Moon — the worst-performing scene for the joint pipeline — has the lowest \log_{10}\kappa. The best \kappa-gate found by sweep (\tau^\star = 1.37) recovers only 0.02 dB on average over sequential-only, because it correctly routes cameraman and coins to joint but still routes moon to joint and misroutes page away from sequential.

The mechanism behind the moon failure is therefore not Gram-matrix rank-deficiency: it is scene-energy deficiency. The c-step on a near-uniformly-dark patch produces a near-zero scene estimate; the rows of B are correspondingly small in absolute terms even if their conditioning is fine; any noise then dominates the g-update. A correct gate would key on the magnitude of \hat{s} (e.g., \|\hat{s}\|_2 or its total variance) rather than \kappa. We mark this as a corrected, sharper version of the open problem.

Identifiability gate sweep and per-scene scatter — *Figure 7.* Left: mean PSNR as a function of the gate threshold \tau on \log_{10}\kappa. Best \tau^\star = 1.37 achieves essentially zero advantage over sequential-only. Right: per-scene joint-minus-sequential gain vs \log_{10}\kappa. The expected monotone relationship is absent — moon sits in the bottom-left, opposite to what the gate hypothesis predicts.

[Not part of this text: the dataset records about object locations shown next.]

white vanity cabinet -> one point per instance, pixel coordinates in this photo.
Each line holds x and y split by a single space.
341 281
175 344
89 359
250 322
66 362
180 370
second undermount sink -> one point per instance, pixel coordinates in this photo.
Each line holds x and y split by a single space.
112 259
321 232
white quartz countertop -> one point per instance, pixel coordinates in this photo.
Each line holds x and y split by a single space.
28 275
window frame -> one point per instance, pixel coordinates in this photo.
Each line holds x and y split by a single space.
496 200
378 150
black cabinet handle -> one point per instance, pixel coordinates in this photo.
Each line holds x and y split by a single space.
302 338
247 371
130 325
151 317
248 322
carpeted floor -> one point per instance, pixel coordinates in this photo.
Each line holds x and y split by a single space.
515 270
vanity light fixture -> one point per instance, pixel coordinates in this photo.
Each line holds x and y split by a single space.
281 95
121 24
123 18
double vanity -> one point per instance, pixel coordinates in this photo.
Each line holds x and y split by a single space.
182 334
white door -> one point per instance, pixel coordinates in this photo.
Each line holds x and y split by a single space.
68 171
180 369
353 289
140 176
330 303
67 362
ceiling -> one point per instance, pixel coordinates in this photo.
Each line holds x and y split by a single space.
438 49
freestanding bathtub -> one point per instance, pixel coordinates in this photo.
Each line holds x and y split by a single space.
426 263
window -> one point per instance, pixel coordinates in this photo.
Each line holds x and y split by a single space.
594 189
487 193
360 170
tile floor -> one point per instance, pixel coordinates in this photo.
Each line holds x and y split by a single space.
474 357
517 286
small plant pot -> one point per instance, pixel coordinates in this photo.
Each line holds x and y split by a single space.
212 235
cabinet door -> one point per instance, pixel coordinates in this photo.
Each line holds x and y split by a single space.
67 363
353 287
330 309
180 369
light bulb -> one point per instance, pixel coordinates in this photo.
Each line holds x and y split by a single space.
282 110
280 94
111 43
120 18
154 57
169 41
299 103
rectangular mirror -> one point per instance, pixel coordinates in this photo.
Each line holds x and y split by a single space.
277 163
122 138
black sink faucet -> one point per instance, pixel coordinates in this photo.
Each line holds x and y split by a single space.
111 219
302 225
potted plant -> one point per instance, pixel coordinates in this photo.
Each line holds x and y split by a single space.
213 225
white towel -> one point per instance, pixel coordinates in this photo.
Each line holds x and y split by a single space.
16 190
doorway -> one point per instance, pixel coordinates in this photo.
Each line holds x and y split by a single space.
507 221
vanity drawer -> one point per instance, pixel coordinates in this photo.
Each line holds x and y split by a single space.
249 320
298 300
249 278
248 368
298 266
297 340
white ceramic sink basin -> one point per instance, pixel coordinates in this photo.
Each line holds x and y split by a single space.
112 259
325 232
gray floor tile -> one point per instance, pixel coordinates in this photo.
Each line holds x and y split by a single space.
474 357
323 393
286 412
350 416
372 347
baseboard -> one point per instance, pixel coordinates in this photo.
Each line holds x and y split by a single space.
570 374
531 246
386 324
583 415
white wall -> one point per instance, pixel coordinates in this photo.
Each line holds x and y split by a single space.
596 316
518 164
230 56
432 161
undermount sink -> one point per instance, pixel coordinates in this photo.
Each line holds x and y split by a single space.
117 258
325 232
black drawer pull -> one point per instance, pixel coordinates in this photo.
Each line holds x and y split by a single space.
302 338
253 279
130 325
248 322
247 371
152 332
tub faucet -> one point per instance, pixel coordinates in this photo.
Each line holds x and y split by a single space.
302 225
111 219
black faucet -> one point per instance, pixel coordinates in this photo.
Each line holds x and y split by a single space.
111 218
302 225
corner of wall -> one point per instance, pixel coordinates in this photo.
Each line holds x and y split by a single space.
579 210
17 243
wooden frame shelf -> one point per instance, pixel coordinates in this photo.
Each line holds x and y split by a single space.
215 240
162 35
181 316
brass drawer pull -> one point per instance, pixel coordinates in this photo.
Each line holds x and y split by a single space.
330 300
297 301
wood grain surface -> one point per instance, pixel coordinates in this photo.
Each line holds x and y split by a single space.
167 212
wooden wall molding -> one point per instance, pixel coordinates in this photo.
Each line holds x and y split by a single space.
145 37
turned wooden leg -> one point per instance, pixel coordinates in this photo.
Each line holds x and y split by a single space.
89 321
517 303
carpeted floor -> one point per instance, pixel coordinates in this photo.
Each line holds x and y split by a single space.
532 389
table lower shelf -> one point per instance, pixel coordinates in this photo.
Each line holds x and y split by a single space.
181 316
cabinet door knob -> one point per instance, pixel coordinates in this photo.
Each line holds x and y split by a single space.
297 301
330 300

Conclusion and future work

We presented our framework, a single-stage compressive-sensing formulation that recovers a sparse reflectance image and a smooth illumination field simultaneously, replacing the conventional sequential CS-then-ISP ordering. The joint objective is block-convex with a fast FISTA inner loop and a closed-form ridge step on the illumination, and the c-step can be deep-unfolded into a learned K-layer LISTA. On a 5-scene 8\times-illumination-gradient benchmark the joint pipeline outperforms a strong sequential baseline by up to 4.7 dB on textured scenes; the LISTA inner solver matches at K{=}10 what FISTA needs 22 iterations to reach.

Limitations

Scene-energy-dependent failure. On near-uniform scenes the c-step on a near-zero patch yields tiny rows of B, noise dominates the g-update, and the joint pipeline degrades by {\sim}8 dB. We originally hypothesized this was a B^\top B conditioning issue but the identifiability-gate study falsifies that hypothesis. The correct gate signal is the magnitude of the first c-step's reconstruction, not its conditioning.
PSNR ceiling from basis mismatch. Above {\sim}20 dB SNR the reconstruction PSNR plateaus at {\sim}17 dB regardless of additional noise headroom — the fixed 2D-DCT is the bottleneck.
Block-coordinate non-convexity. The scheme is non-convex jointly and could converge to a local minimum if initialized poorly.
1D illumination model. The per-column gain is sufficient for the horizontal gradient we study but inadequate for a fully 2D vignette or color-channel cross-talk.
ADMM tuning. Fixed \rho = 1.0 destabilizes ADMM at very low noise.
LISTA generalization. LISTA was trained on synthetic sparse c at fixed sparsity and SNR.
Hardware validation. All measurements are simulated (Gaussian CS); a real optical capture remains future work.

Future work

Replace the fixed 2D-DCT with a learned overcomplete dictionary via K-SVD — the most direct route to lifting the {\sim}17 dB ceiling. A non-negative variant (NMF) would additionally enforce the physical non-negativity of g for hyperspectral or radiometric data.
Build a scene-energy identifiability gate that thresholds the first c-step's \|\hat{s}\|_2 (rather than the \kappa-gate falsified in the identifiability-gate study) and falls back to sequential when below threshold.
Replace the diagonal illumination matrix with a learned spatially-varying point-spread function — would let our framework would jointly deblur, denoise, and white-balance, and would likely fix the moon-failure mode by sharing information across columns.
Deep-unfold the outer block-coordinate loop — not just the c-step — so learned thresholds depend on the current illumination estimate.
Implement A in physical optical hardware (coded apertures, metasurfaces) to close the loop from algorithm to camera.

Acknowledgements

This work was carried out as a final project for ENGS 109 (High-dimensional Sensing and Learning) at Dartmouth College.